CHAPTER IX
COL. GOETHALS AT THE THROTTLE

The visitor to the Canal Zone about 1913 could hardly spend a day in that bustling community without becoming aware of some mighty potentate not at all mysterious, but omnipresent and seemingly omniscient, to whom all matters at issue were referred, to whom nothing was secret, whose word was law and without whose countenance the mere presence of a visitor on the Zone was impossible. The phrases most in use were “see the Colonel,” “ask the Colonel” and “the Colonel says”. If there had been a well-conducted newspaper on the Zone these phrases would have been cast in slugs in its composing room for repeated and ready use. No President of the United States, not even Lincoln in war times, exerted the authority he daily employed in the zenith of his power. The aggrieved wife appealed to his offices for the correction of her marital woes, and the corporation with a $600,000 steam crane to sell talked over its characteristics with the Colonel.

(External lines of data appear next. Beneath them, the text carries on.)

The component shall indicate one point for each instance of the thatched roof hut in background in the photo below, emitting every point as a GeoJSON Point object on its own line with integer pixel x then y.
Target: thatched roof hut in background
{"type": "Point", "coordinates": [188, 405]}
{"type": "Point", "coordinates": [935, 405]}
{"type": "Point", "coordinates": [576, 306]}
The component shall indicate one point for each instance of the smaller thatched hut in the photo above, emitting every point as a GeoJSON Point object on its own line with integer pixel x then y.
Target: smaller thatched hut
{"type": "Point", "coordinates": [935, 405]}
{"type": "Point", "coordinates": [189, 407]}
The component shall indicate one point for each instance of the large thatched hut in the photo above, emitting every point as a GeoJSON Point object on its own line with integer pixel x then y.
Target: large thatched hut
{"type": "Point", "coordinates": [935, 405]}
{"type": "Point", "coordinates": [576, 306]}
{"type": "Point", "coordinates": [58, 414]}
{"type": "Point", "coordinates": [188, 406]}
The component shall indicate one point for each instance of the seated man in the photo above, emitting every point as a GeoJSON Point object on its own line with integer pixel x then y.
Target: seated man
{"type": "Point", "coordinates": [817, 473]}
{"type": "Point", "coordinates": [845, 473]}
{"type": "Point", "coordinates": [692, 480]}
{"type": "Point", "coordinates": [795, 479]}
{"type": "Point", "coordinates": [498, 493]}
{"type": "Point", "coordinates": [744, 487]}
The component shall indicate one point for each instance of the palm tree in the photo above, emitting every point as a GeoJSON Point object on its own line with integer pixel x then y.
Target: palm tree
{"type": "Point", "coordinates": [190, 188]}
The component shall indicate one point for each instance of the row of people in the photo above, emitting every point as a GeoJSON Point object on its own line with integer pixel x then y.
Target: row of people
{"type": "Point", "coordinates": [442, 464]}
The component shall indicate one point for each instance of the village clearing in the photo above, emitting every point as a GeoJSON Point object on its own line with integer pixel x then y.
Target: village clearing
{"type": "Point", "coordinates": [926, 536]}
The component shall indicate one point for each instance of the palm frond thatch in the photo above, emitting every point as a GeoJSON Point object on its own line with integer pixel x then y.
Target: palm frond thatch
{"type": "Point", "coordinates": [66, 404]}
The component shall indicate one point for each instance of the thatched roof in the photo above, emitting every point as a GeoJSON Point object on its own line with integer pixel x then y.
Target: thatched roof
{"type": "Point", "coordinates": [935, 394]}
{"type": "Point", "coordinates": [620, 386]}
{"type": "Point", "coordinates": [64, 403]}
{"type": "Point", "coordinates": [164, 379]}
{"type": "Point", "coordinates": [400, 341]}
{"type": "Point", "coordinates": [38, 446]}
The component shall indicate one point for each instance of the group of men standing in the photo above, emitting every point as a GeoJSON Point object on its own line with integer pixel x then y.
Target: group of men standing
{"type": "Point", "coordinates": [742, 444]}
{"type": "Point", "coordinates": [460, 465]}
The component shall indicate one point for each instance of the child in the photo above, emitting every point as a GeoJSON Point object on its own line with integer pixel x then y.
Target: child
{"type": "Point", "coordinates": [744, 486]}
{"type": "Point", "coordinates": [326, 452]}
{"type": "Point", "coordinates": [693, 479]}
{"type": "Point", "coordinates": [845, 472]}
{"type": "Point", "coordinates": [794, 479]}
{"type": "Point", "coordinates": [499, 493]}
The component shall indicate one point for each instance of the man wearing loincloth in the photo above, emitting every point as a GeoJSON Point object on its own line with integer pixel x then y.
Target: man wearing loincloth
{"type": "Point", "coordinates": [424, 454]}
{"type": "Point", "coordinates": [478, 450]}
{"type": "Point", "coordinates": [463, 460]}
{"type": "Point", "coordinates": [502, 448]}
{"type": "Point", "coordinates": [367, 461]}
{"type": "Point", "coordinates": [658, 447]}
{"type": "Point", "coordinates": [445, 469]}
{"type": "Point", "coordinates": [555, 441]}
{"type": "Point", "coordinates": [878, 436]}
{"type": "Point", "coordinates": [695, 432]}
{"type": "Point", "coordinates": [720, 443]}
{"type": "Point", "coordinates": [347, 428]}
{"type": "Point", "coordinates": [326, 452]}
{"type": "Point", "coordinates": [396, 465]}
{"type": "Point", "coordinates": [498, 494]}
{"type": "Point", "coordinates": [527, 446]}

He could turn from a vexed question of adjusting the work of the steam shovels to a new slide in the Culebra Cut, to compose the differences of rival dancing clubs over dates at the Tivoli Hotel ball-room. On all controverted questions there was but one court of last resort. As an Isthmian poetaster put it:

“See Colonel Goethals, tell Colonel Goethals,
It’s the only right and proper thing to do.
Just write a letter, or even better
Arrange a little Sunday interview”.

Engineer Stevens in a speech made at the moment of his retirement before a local club of workers said:

“You don’t need me any longer. All you have to do now is to dig a ditch. What you want is a statesman”.